Niles' Florida: In Pursuit of the Prize
Subsequent to the final ratification by Spain of the Onis-Adams treaty, on March 10, 1821, U. S. President James Monroe appoints General Andrew Jackson Commissioner of the United States to take possession of Florida and gives him the full powers of governor. In true diplomatic fashion, East Florida is turned over to the United States. West Florida follows suit in a somewhat less elegant, yet formal, ceremony.
Among the immediate tasks of the new Florida government, the security of the southern shores of the peninsula comes to the forefront. The actions of Navy Commodore Porter against the marauding pirates are heroic on a par with the actions of General Jackson at New Orleans. Yet, the real enemy of the sea-faring defenders of Florida is Yellow Fever.

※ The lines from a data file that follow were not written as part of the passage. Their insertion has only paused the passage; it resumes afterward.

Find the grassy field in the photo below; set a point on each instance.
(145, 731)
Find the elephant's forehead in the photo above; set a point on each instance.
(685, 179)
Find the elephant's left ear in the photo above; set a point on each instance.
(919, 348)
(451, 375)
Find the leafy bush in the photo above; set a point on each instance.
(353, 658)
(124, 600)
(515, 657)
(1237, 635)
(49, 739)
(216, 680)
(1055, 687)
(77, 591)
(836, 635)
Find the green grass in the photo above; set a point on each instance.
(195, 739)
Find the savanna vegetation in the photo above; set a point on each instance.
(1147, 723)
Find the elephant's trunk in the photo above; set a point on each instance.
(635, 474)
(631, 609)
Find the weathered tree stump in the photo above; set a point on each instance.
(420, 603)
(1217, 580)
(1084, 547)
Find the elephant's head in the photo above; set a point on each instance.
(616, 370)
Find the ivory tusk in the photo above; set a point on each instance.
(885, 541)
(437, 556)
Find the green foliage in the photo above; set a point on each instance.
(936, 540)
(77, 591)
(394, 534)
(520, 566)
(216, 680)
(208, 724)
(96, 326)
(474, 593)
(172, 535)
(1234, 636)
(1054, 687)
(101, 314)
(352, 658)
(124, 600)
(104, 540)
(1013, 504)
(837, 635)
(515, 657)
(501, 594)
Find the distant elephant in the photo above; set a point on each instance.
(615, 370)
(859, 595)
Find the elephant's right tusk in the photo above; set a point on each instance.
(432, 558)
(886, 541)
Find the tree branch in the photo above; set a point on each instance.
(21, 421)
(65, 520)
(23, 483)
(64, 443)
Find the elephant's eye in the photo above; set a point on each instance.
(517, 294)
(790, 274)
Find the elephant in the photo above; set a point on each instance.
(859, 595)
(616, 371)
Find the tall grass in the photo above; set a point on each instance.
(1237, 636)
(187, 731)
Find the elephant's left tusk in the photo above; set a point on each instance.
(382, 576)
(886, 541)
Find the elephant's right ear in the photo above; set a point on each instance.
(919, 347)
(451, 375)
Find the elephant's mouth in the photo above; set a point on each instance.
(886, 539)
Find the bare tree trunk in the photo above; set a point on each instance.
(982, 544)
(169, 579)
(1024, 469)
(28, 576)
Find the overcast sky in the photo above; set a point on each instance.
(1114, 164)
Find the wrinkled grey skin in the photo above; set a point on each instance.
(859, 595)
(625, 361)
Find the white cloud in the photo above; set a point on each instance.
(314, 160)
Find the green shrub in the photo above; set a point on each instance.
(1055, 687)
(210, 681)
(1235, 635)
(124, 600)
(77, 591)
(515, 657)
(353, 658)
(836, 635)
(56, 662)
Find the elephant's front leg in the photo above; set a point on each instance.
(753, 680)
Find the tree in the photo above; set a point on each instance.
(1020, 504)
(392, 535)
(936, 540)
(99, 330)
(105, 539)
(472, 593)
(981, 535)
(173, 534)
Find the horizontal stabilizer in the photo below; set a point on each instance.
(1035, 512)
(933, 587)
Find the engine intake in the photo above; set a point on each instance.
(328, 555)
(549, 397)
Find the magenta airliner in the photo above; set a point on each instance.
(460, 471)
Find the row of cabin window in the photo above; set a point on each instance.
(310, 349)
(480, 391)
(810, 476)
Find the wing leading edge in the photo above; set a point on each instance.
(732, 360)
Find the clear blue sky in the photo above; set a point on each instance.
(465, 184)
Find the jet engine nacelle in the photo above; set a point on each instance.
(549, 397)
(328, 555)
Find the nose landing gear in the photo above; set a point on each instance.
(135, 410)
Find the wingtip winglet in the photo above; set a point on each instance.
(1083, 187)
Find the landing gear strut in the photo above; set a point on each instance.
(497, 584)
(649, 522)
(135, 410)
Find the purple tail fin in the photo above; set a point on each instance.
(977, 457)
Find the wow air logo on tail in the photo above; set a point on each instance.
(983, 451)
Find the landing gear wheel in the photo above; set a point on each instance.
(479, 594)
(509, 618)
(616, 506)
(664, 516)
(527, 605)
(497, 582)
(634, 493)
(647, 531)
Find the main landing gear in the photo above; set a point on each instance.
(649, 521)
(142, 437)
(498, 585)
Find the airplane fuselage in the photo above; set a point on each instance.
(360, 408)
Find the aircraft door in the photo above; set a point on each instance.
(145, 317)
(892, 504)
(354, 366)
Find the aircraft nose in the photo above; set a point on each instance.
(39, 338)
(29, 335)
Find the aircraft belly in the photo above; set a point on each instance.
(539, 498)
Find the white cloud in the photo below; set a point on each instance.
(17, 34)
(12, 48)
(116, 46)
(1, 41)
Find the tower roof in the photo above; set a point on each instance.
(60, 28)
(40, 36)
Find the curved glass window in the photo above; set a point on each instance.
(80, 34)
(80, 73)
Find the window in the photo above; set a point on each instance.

The Indian Removal Act, signed into law by Andrew Jackson on May 28, 1830, authorizes the president to grant unsettled lands west of the Mississippi River in exchange for Indian lands within existing state borders. Colonel Gadsden, long-time crony of the President, concludes a treaty with the Seminole Indians, on May 9, 1832, at Payne’s landing, providing for the relinquishment, by that tribe, of all their lands in Florida, to the United States, and their removal west of the Mississippi.